Can smoking marijuana help glaucoma?

While the current political climate could put recent marijuana-legalization laws in peril nationwide, there is still a movement afoot to use marijuana to treat a host of medical conditions, including glaucoma.

Glaucoma is a disease that causes damage to the major nerve of the eye — the optic nerve — a part of the central nervous system that carries visual information from the eye to the brain. The eye experiences a gradual increase of intraocular pressure (IOP) due to an imbalance of the fluid produced in the eye and the amount of fluid drained. Over time, elevated IOP can cause vision loss. (For more about glaucoma, visit our Glaucoma FAQs.)

The National Eye Institute has been studying the idea that marijuana can be helpful in treating glaucoma by lowering IOP since the 1970s. According to the American Academy of Ophthalmology (AAO), research throughout the years has shown that smoking marijuana does lower the IOP of people with glaucoma. However, it only lowers IOP for about three or four hours.

“This short period of time is a major drawback for the use of marijuana as a glaucoma treatment,” AAO found. “Because glaucoma needs to be treated 24 hours a day, you would need to smoke marijuana six to eight times a day around the clock to receive the benefit of a consistently lowered IOP.”

Furthermore, AAO reported in 2014, the risks of smoking marijuana outweigh any benefit. Side effects include an increased heart rate and a decrease in blood pressure, which “raises concerns there could be compromised blood flow to the optic nerve, though no data has been published on the long-term systemic and ocular effects from the use of marijuana by patients with glaucoma.”
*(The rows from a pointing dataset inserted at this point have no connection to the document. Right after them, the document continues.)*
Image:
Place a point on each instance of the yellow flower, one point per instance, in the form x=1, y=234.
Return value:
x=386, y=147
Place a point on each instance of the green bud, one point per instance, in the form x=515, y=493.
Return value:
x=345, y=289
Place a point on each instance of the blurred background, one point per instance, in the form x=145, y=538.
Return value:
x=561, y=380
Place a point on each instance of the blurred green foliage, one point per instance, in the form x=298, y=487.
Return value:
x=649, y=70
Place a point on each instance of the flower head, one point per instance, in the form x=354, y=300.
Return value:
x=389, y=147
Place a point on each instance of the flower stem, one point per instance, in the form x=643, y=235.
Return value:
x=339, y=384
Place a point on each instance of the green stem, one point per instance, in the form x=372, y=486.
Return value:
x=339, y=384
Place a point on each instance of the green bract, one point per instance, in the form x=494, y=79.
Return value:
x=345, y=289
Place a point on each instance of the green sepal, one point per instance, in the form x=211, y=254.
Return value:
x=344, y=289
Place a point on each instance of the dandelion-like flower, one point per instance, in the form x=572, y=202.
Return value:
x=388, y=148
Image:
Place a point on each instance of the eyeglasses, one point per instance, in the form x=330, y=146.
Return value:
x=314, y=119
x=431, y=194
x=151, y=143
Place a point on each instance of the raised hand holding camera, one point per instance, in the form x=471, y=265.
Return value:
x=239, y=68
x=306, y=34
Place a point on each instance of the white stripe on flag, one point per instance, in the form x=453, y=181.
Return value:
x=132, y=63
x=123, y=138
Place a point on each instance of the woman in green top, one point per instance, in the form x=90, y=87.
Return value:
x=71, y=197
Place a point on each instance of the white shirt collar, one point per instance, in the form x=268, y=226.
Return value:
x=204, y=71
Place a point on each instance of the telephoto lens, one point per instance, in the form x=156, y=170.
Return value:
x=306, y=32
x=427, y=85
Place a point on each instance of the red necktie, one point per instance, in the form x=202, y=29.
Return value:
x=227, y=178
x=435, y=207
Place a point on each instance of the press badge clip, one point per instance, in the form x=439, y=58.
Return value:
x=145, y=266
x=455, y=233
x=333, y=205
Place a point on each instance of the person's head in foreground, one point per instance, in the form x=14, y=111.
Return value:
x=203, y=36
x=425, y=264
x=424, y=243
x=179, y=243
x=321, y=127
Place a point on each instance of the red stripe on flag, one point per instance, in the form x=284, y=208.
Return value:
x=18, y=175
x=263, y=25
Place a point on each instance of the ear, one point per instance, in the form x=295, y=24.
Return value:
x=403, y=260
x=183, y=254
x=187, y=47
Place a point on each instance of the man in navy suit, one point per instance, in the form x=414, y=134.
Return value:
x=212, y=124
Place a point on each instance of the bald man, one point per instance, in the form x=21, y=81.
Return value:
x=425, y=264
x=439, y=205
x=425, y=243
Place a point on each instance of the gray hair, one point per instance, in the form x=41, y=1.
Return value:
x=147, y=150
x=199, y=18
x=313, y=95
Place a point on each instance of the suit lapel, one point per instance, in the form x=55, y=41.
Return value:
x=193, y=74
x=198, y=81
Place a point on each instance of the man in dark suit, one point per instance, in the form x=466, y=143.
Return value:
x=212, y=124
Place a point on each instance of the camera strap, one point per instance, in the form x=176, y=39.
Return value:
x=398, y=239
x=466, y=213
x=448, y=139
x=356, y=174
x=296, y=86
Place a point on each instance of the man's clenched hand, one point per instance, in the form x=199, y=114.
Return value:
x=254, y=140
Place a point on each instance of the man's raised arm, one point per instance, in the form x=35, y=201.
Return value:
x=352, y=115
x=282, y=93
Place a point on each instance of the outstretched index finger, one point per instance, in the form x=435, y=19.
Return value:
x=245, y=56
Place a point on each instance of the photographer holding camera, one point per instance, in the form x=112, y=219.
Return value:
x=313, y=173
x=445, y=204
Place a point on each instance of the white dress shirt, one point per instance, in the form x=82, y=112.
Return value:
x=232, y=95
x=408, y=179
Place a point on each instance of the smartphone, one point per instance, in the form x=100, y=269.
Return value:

The 2014 report concluded that “decreased blood pressure, decreased optic nerve blood flow and short duration of the IOP-lowering effect are significant actual and potential problems with marijuana …” Other adverse effects include conjunctival hyperemia (blood-shot eyes), impaired immune system response, impaired memory for recent events and difficulty concentrating.

In summary, the report found “no significant evidence demonstrating increased benefit and/or diminished risk of marijuana use in the treatment of glaucoma compared with the wide variety of pharmaceutical agents now available.” The report did call for additional studies to see if any of the many active ingredients in marijuana, if purified, could offer an effective treatment for glaucoma and other diseases in the future.